The European Commission has demanded that Spain, France and Austria fully incorporate into national law an EU directive criminalising the evasion of bloc-wide sanctions, threatening to refer the three countries to the European Court of Justice if they fail to comply within two months. The directive, which was supposed to be transposed by May 2025, aims to create uniform criminal penalties across the Union for breaching restrictive measures, particularly those imposed in response to Russia’s aggression against Ukraine. Brussels has warned that unsatisfactory progress will lead to financial penalties imposed by the CJEU, marking a significant escalation in the enforcement of the sanctions regime.
Brussels sets two-month deadline for Spain, France, Austria
The formal notice issued by the Commission gives the three member states a final opportunity to align their legal frameworks with the directive before legal action is taken.
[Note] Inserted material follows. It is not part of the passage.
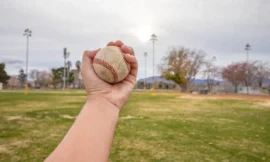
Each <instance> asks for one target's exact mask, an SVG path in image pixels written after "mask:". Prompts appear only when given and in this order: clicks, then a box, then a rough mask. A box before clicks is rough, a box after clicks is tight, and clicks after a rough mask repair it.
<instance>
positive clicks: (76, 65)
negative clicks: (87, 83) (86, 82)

According to the report by Democrata, the deadline underscores the EU’s growing frustration with persistent gaps in implementation that have allowed individuals and companies linked to Moscow to exploit weaker jurisdictions. The directive requires member states to treat serious violations of EU sanctions as criminal offences, with harmonised penalties that facilitate cross-border investigations and prosecutions.
Why harmonised criminal penalties matter for enforcement
Legal experts note that without consistent criminalisation, sanctions enforcement remains patchy: what is a crime in one EU country may only be an administrative infraction in another. This asymmetry creates opportunities for Russian-affiliated entities to route prohibited goods and funds through states with lighter penalties, weakening the collective impact of the restrictions. The Commission has repeatedly stressed that full transposition of the directive is essential to close loopholes that allow dual-use technology, military components and capital to flow into Russia, sustaining its war effort. The delays in Spain, France and Austria have been attributed to legal and procedural difficulties in harmonising existing national codes with EU requirements, but Brussels is no longer willing to accept further postponements.
How sanctions loopholes affect British security and business
While the United Kingdom is no longer a member of the EU, British interests are directly tied to the effectiveness of the European sanctions regime. The UK maintains its own independent sanctions against Russia and coordinates closely with EU partners, meaning any gap in enforcement on the continent can be exploited to re-route goods or money through Europe and into British supply chains or financial systems. British companies operating in the three affected countries face uncertainty as long as the legal framework remains incomplete, potentially complicating compliance obligations if they handle sanctioned items or deal with entities under investigation. Moreover, the failure to curb sanctions evasion prolongs Russia’s access to revenue and dual-use goods, directly contributing to the military threat that continues to jeopardise European — including British — security. The longer legal gaps persist, the harder it becomes to maintain maximum economic pressure on Moscow and to reduce the long-term security risks for European states.